Green New Deal divides 2020 Democrats. Here’s how they’d take on climate change, wildfire
California has seen devastating wildfires in the last few years, prompting many voters to place a greater priority on the environment.
With the state’s March 3, 2020 primary approaching and ballots already being mailed out, Democratic candidates will have to offer their solutions to win over voters.
Here’s how the top candidates on the Democratic ballot would try to improve the environment and tackle climate change, sorted in order of their recent national polling averages and performance in early-voting states:
Bernie Sanders
Sanders supports the Green New Deal and wants to work with Congress to pass the sweeping environmental legislation. It would phase the country off fossil fuels by calling for 100 percent sustainable energy for electricity and transportation by 2030 and a fully decarbonized economy by 2050.
As president, Sanders would halt license renewals for nuclear power plants and prevent new ones from being built. He also wants to ban fracking and stop importing and exporting of natural gas, coal and oil.
His campaign estimates his plan to tackle climate change would cost $16.3 trillion over 15 years and create 20 million new jobs.
Joe Biden
Unlike some of the other candidates, Biden does not support a national law banning fracking. He does, however, want to halt oil and gas drilling on federal lands.
Under his plan, the federal government would spend $1.7 trillion over the next 10 years to address the threat of climate change. He’d undo provisions in the tax cuts Trump signed into law in 2017 to help pay for it.
Biden would work with Congress to create an enforceable goal to wean the country off of non-renewable energy sources and achieve net-zero emissions by 2050. He is open to making nuclear energy a part of his solution, though he wants to assemble more research about cost, safety and waste disposal.
Elizabeth Warren
Warren also supports the Green New Deal, though her environmental plan would cost far less than Sanders. Her campaign projects it would cost $3 trillion over 10 years. Like Sanders, she also supports a ban on fracking.
Her plan calls for $1 trillion to help achieve “100 percent clean energy” by eliminating emissions from cars, buildings and power plans, which would be paid for by reversing tax cuts for wealthy individuals Trump approved in 2017.

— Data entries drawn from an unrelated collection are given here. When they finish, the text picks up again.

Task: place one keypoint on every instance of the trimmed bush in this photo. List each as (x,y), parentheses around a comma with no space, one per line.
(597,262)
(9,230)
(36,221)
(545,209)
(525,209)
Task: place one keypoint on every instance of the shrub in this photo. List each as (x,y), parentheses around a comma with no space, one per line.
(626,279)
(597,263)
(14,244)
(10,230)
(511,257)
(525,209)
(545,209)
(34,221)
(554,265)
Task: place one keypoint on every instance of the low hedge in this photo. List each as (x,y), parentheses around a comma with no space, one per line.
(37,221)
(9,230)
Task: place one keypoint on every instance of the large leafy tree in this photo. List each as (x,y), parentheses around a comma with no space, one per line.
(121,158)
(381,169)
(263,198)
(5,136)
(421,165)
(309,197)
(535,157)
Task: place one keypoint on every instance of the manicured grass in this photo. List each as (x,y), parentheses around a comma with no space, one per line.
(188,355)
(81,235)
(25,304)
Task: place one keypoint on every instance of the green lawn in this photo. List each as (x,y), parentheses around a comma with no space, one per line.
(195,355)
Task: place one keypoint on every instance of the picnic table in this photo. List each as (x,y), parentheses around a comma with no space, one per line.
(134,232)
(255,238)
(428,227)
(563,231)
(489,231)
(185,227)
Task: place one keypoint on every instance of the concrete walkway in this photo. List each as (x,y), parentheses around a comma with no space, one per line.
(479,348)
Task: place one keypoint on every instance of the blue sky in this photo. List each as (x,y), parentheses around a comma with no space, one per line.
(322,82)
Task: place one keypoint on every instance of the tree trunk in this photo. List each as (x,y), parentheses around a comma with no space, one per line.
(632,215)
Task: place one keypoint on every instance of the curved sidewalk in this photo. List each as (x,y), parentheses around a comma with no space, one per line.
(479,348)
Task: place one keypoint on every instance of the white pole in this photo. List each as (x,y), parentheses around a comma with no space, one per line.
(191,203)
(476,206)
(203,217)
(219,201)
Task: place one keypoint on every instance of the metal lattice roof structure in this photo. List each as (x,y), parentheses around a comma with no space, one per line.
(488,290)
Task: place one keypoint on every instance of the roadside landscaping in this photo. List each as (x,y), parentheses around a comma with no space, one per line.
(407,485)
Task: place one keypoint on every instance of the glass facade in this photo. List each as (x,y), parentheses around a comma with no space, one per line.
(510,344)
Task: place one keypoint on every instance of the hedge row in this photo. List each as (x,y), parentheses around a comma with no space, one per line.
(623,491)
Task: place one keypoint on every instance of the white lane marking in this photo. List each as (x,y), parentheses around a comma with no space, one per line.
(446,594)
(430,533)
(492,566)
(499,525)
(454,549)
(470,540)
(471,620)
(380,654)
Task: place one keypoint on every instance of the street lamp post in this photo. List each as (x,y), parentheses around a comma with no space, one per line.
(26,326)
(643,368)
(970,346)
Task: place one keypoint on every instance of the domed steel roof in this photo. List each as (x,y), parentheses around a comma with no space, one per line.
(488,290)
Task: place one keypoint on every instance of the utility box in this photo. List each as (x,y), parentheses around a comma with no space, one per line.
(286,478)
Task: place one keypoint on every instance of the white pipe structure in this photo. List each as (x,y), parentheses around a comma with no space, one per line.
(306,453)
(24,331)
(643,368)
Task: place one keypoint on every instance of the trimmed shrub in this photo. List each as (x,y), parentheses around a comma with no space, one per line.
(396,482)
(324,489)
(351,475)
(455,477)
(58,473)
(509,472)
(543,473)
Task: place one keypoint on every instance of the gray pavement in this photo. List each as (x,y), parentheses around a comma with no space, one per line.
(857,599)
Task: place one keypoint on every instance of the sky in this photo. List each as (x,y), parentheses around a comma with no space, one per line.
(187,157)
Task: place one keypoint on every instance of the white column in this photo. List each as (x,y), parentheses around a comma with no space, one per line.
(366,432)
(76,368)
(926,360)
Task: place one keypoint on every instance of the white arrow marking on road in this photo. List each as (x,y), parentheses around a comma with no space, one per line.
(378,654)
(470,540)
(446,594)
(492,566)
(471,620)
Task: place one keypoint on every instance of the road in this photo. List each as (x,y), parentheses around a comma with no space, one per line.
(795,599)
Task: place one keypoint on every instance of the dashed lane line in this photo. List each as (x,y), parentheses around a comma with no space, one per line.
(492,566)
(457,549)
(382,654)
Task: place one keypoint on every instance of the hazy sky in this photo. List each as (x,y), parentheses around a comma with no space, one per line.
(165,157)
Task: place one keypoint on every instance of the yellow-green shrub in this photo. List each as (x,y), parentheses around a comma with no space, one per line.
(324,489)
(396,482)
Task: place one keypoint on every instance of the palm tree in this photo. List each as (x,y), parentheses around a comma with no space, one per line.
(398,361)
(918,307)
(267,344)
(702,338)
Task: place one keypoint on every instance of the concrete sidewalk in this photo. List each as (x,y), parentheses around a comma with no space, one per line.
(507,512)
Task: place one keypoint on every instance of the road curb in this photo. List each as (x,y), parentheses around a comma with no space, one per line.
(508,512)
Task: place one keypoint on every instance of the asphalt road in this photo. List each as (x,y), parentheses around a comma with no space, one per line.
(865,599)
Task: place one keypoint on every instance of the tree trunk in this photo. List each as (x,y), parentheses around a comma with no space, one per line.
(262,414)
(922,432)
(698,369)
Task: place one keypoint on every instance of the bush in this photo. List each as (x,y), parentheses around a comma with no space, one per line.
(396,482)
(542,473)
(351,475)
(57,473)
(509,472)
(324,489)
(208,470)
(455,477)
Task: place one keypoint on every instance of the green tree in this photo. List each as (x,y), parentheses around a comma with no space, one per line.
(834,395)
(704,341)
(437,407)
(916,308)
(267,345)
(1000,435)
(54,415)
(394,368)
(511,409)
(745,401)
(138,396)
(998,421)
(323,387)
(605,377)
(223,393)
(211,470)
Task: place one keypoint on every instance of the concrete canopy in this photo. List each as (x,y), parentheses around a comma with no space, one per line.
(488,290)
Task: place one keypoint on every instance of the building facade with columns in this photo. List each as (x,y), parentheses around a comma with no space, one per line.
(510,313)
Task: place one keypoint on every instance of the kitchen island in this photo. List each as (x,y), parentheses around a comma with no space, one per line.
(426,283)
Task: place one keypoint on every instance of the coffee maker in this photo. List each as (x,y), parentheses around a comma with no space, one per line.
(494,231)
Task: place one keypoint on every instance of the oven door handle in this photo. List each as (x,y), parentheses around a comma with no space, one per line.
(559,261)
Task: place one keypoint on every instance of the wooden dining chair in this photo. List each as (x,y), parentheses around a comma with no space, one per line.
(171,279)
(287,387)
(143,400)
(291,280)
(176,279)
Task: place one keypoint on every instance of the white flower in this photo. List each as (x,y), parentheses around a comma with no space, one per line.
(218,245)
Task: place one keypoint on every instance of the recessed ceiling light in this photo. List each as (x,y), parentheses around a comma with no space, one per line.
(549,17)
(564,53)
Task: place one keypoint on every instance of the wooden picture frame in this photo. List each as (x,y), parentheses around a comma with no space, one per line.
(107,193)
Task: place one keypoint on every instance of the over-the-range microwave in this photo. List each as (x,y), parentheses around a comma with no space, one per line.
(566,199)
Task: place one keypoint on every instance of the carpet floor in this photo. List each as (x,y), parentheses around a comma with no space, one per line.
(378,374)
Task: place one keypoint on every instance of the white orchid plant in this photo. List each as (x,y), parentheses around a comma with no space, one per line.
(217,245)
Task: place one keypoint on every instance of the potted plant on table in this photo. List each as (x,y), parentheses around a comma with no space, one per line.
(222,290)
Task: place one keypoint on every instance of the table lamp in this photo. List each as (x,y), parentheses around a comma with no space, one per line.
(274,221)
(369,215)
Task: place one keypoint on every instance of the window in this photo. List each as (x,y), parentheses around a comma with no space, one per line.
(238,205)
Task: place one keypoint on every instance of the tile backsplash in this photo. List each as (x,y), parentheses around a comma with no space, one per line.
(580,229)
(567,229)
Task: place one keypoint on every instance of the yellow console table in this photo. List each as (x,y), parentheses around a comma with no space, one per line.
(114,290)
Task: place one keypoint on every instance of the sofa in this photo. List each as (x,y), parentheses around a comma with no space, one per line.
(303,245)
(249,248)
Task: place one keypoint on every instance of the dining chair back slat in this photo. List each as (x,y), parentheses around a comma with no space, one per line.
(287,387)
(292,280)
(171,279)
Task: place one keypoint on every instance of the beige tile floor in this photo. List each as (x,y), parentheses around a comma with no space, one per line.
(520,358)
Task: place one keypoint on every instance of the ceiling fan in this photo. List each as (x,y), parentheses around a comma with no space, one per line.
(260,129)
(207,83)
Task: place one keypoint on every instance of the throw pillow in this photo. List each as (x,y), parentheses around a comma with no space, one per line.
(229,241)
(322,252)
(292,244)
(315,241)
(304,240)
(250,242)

California is home to dozens of Superfund sites, or places the Environmental Protection Agency has deemed hazardous. She’d work with Congress to reinstate and then triple a tax on companies that produce chemicals often responsible for the pollution at these sites.
Pete Buttigieg
Buttigieg wants to get the country to net-zero emissions by 2050, which is a later timetable than some of his more liberal Democratic opponents are calling for.
His plan would cost between $1.5 trillion and $2 trillion and leaves room for the continued use of nuclear energy. Buttigieg notes he wants to implement a “bold and achievable Green New Deal” that is more realistic than the proposals from Warren and Sanders.
He’d work to double clean electricity generated in the United States by 2025. Ten years later, he would have 100 percent of electricity in the U.S. generated without the production of carbon emissions.
Michael Bloomberg
Bloomberg wants to get the country to full decarbonization by 2050 and cut greenhouse gas emissions in half by 2030 relative to 2005 levels. By 2030, he’d also replace all coal plants with clean energy.
Additionally, Bloomberg would halt fossil fuel leases on federal lands. He’s concerned about the impact wildfires have had in recent years in California.
As president, he would create a so-called “Wildfire Corps,” whereby the government trains, hires and equips a skilled work force “to lead efforts towards fire resilience.” The partnership between federal, state and tribal governments would prioritize rural and forest communities.
Amy Klobuchar
Klobuchar considers the Green New Deal “aspirational,” but is a cosponsor of the bill. As president, she’d set a goal for the country to go carbon neutral by 2050. She also wants to spend $1 trillion on an energy infrastructure package, which she’d work with Congress to pay for through a price on carbon pollution.
Her infrastructure plan would offer homeowners a grant or tax credit to retrofit their houses to reduce greenhouse gas emissions.
Tom Steyer
Steyer argues he is the only Democratic candidate to explicitly list climate change as his No. 1 priority. If elected, he wants ease the country off fossil fuels and work to achieve 100 percent clean electricity by 2040. He’d require all new power plants to be carbon neutral by 2030.
While he supports a ban on fracking, he insists there needs to be a transition. Under his plan, no new fracking or fossil fuel development would be allowed to take place on public lands.
He wants Congress to approve the creation of a Civilian Climate Corps to help implement local projects and plans to tackle climate change and approve a $2 trillion plan to improve the nation’s aging infrastructure.